Australian aboriginals assigned as much importance to the dark areas of the sky as we do to the star formations. Looking up towards the Southern Cross, for example, they saw an emu in the sky where we would see only dark clouds:
This image courtesy of: http://kamilaroianationsidentity.weebly.com/the-dreaming.html
The area that is the head corresponds to the area known colloquially to astronomers as the ‘Coal Sack’ and is located just to the lower left side of the Southern Cross.

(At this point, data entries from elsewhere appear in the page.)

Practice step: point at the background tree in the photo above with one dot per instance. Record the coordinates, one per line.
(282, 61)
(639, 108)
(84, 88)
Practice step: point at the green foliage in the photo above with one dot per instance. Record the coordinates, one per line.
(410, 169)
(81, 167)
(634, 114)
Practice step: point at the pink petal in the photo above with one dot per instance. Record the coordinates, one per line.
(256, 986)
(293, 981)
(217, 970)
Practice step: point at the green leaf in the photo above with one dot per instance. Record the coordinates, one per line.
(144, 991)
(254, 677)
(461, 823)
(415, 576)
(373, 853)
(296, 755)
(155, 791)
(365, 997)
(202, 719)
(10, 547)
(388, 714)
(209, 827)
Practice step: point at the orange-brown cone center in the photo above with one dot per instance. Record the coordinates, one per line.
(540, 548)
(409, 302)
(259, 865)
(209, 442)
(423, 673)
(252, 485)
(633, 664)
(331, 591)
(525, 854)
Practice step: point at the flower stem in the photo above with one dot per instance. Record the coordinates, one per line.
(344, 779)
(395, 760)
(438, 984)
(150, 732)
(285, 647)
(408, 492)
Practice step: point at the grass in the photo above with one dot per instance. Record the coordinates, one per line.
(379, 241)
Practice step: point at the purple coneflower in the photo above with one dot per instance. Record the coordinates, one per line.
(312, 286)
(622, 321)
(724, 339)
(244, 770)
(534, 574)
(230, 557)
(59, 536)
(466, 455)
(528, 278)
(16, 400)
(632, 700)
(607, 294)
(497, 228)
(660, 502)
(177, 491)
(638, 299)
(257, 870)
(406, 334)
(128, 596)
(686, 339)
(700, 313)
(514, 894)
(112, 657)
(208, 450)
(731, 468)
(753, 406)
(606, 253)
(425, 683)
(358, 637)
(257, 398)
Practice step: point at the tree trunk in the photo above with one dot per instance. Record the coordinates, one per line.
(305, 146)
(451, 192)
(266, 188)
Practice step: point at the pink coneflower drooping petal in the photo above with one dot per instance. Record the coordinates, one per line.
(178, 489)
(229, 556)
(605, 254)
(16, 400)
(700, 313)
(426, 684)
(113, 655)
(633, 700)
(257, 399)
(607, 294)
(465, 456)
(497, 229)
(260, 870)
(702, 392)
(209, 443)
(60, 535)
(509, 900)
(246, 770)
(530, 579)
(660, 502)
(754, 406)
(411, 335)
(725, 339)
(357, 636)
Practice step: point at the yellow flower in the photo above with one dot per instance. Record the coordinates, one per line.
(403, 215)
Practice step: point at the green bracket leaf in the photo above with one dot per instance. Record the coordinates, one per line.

This image courtesy of NASA APOD
The complete emu is visible from the ship if you are cruising these latitudes. Stargazing in the antipodes is a marvelous, sociable activity for a clear evening at sea.
The emu is further enshrined in ancient petroglyphs just north of Sydney, Australia. The arrival of the emu in the sky over the emu on the petroglyph was an indicator to the aboriginals of the change of seasons.
During a layover in Sydney, my wife and fellow lecturer Donna ‘The Star Lady’ Giesler took the opportunity to seek out the site and commune with early aboriginal myth and legend. The petroglyphs themselves are not well marked because the authorities don’t want a lot of traffic over them. So, you are left to hunt through unmarked wilderness. It could be anywhere out here:
This necessitated a native guide, and who better than Oceania shipboard guest cabaret artist Annie Francis who was born and raised just a few miles south of the petroglyphs?
Here’s the glamorous Annie, most recently a featured entertainer on the Insignia World Cruise, dressed to kill!
In an age of overhyped mediocrity, Annie is one amazing performer. The real thing!
Meanwhile, here is Annie sporting full ‘Raiders of the Lost Ark’ apparel (red hat), intrepidly tromping over the barren rock with The Star Lady, seeking out the ancient petroglyphs.
After many false starts and blind trails not to mention encounters with spiders of heroic proportions
We finally stumbled upon the emu, complete with the egg signifying rebirth and the coming of southern hemisphere spring:
It was amazing to find you could walk right up to this history, just as the aboriginals did ten thousand years ago during their rites of spring. This trek was reminiscent of the days when you could actually walk right up and touch the columns at Stonehenge. Not any more. And probably in the near future, not here either. Thanks to Annie, an adventure we will never forget.